第六章 ドラゴン

第44話 イチゴ柄の襲撃者

 それは、ゴールデンウィークを間近に控えたある日の午後だった。

 今日も今日とて、暁は午後の授業をサボり、屋上にあるベンチに座り、少年週刊誌を読み耽っていた。

 傍らには一緒に授業をサボった神無が横になって気持ち良さげに寝息を立てていた。

 丸くなって眠るその姿は、狼というよりは猫科の動物のようだった。

 暁は雑誌と一緒に買った新商品の「塩辛納豆味」のスナック菓子に手を伸ばす。

 お菓子に関しては、好物ということもあり、日頃から新商品の開拓に余念がない暁だったが、久しぶりに「当たり」を引いたといたくご満悦だった。

 スナック菓子をかじりながら、雑誌のページをめくる。

 暁が読んでいたのはお色気描写が売りの恋愛コメディ漫画だ。

 暁が開いたページでは、転けた主人公に押し倒されたヒロインが、スカートを大きくめくり上がらせて、イチゴ柄の下着をデカデカと見せつけているシーンだった。


「ふむ……やはり偶によって引き起こされるエロスはいとをかし大変趣深い……このような機会に恵まれたいものだなぁ」


 そんなことを独り言ちていると、傍らで昼寝をしていた神無が、突然ガバッと目を覚ます。

 急に目覚めたかと思うと、鼻を立てて、周囲の匂いを嗅ぎ始めた。

 これは、神無が何か危険を察知した際に行う動きで、何かしらの脅威が迫っていることを表していた。


「どうした? 神無」


 神無の行動にただならぬ空気を察した暁だが、慌てず、まず神無に状況を確認する。

 すると、周囲の匂いを嗅いでいた神無が空を見上げてその動きを止めた。

 歯を剥き出し、威嚇の姿勢を取る。

 暁も神無の威嚇する方に視線を向ける。

 二人が空を見上げると、そこには一つの影が太陽を背にして宙に浮いていた。

 赤いビスチェ風のドレスを身に纏ったその影は、大きく開かれた背中に生える羽を一羽ばたきする。

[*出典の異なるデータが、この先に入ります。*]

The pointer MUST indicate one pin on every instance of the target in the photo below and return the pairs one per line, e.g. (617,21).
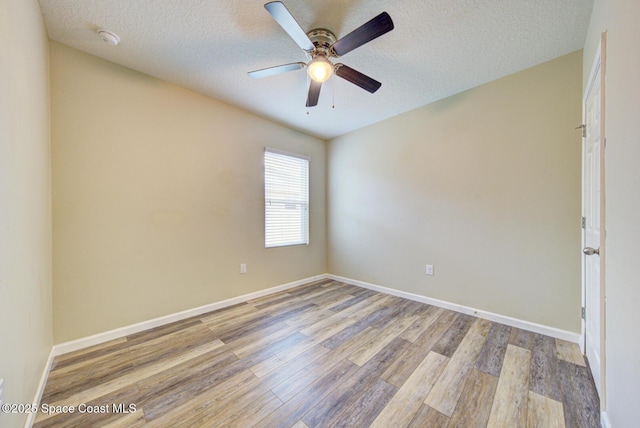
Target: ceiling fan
(320,45)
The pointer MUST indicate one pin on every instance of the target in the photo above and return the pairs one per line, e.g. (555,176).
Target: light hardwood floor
(326,354)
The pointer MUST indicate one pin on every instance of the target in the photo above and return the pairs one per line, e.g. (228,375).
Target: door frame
(598,63)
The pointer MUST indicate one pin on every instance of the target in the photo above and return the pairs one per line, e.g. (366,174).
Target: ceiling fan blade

 まるで威嚇のようなその羽ばたきによって、突風が巻き起こり、周囲の塵が激しく宙を舞う。

 突風は近くのベンチや設置されたテーブル、そして暁たちの体をも大きく揺らした。


「……どちらさま?」


 暁はあくまで冷静に、自分たちを見下ろすその影――――――金髪の少女に語りかける。

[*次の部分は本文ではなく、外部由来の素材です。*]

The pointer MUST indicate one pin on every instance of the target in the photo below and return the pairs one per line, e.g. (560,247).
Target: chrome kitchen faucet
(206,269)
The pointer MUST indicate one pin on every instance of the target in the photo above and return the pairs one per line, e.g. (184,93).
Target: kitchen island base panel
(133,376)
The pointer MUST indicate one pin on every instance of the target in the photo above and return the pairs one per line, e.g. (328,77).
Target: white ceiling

 少女は両サイドに結わえた金糸の髪を払うと、気の強そうな切れ長の瞳で暁を睨み付けた。


「お前……『灰色の魔王』の逢真 暁だな?」


「参ったな……もしかして僕のファン? サインや握手くらいなら今すぐ応じてあげられるけど、それ以外は事務所を通してもらいたいね」


「ふざけた男だな……生憎俺が来たのはそんな目的じゃない」


 その時だった。

 一際大きな春風が、三人のいる屋上に巻き起こる。

 再び風に煽られた暁は、巻き起こる塵を防ごうと、反射的に目を細めようとする。

 しかし、暁の体はその反射行動を超えて、逆に暁に目を大きく開かせた。

 何が暁をそうさせたのか。

 それは、目の前の光景だった。

 イチゴ柄。

 そう、いくつもの大きなリボンで飾られた少女のスカートが風によって大きくめくり上がり、その中の花畑……否、イチゴ畑が暁の視界に飛び込んできたのが原因だった。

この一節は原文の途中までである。